China’s crude steel production recorded an approximate 4.4 percent decrease in 2025, mainly due to persistent weakness in the construction and real estate sectors. Despite soft domestic demand, China’s steel exports exceeded 119 million mt, marking a record level, with overseas demand particularly strong for flat products. The record monthly export volume seen in December helped offset weak domestic market conditions.
At ports, iron ore inventories have increased for eight consecutive weeks, reaching a record 165.6 million mt. At the same time, the first shipment from Simandou and the Rio Tinto–BHP Pilbara partnership have strengthened the supply outlook. In this environment, Australian-origin 62 percent Fe iron ore is trading around USD 105.5/mt CFR, and market sentiment remains cautious.
In Vietnam, China-origin HRC offers have declined to around USD 480/mt CFR, while local producer Hoa Phat is showing signs of recovery in sales volumes. Dexin Steel has increased its April-shipment SAE1006 HRC prices to USD 495–500/mt CFR Vietnam, providing a limited upward reference for the market. In the Philippines, 120 mm billets are trading at approximately USD 460/mt CFR.
In Thailand, continued weakness in the finished steel segment is weighing on semi-finished demand, as buyers adopt a wait-and-see stance ahead of the election process. In Bangladesh, South Korea-origin containerized scrap is trading at around USD 368/mt CFR Chittagong.

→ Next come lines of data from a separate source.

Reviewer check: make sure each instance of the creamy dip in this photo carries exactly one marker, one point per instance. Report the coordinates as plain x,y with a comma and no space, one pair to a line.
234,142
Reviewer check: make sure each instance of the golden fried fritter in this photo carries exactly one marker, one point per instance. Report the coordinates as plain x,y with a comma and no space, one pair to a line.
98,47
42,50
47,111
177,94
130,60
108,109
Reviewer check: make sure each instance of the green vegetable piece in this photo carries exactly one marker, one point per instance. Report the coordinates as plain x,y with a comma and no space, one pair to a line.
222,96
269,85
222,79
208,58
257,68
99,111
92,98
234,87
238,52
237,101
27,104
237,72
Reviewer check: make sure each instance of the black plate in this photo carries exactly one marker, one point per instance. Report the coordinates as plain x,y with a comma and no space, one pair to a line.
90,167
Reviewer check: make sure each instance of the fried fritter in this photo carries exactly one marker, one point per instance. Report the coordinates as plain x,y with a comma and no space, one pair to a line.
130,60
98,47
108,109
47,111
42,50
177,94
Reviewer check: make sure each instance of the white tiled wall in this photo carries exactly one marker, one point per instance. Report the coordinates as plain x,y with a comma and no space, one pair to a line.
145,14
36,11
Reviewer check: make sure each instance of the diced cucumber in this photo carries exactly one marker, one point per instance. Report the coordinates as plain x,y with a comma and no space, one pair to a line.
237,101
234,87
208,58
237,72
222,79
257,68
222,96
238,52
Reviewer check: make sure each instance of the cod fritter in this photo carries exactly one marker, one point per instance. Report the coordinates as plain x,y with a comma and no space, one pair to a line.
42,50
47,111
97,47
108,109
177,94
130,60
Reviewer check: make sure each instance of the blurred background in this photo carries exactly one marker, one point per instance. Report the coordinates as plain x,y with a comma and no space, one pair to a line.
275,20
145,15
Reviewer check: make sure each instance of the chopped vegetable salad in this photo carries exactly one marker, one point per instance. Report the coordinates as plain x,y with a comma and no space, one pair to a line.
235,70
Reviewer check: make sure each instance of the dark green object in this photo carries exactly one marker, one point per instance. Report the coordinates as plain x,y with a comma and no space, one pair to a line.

In Taiwan, local long steel producer Feng Hsin Steel has kept rebar prices unchanged at USD 519/mt EXW in an effort to maintain balance in the domestic market. In South Korea, Hyundai Steel’s decision to shut part of its long steel capacity highlights weak domestic demand. However, relatively stronger export demand, led by the US market, continues to provide partial support for rebar producers.
In South Asia, Pakistan is reviewing the duration of the 13–19 percent anti-dumping duties applied to China-origin CRC and coils to protect local producers. The duties will remain in force during the review period.